Talks and workshops at menopause retreats often further this positive narrative. At Emergence, Klingensmith joined circle chats led by Kors, centered around disconnecting from limiting self-beliefs and carving out a fresh path forward. A similar theme ties together the speaker series at Act 2, a menopause retreat at Alisal Ranch, in California, that Lisa Algert, 55, has attended twice in recent years. Hearing a range of midlife women—journalists, doctors, stylists, entrepreneurs—share their stories of growth, loss, pivots, and more, helped put her own experience into perspective. “The vibe was less about self-optimization and the 10 things, including tongue scraping and dry brushing and breathwork, we need to do before 8 a.m.,” she says. “It was like, ‘Hey, you’ve got lived-in wisdom, and you’re great as you are.’”

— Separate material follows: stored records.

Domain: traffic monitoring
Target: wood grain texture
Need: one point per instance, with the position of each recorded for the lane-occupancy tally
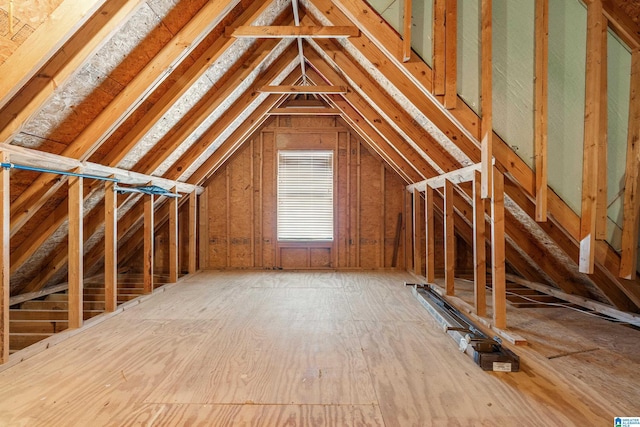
(592, 123)
(76, 251)
(335, 348)
(540, 107)
(5, 265)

The setting of a menopause retreat also invites dialogue about a topic that has for so long been taboo, something you might not even be comfortable surfacing with a partner or friend. Being “among women who don’t know your backstory, but who recognize your experience” can make it easier to speak freely, Algert says. “When you share something vulnerable in a breakout session, or over coffee, or even late-night in the hot tub, you don’t get gossip or interpretation. You get recognition, nods, ‘Me too.’”

It’s the kind of validation Klingensmith felt that day floating in the waves. Having the opportunity to reconnect with her sense of self and story, and find common threads with others, instilled new strength and confidence. And that’s no small feat, given menopause has long been pinned as a fizzling-out, a time when women lose value. “We’re no longer young and sexy according to society’s terms, so we get written off as irrelevant,” Klingensmith says. “And yet, the consensus for a lot of us [on the retreat] was that we feel more powerful and more capable of being in tune with ourselves than ever before.”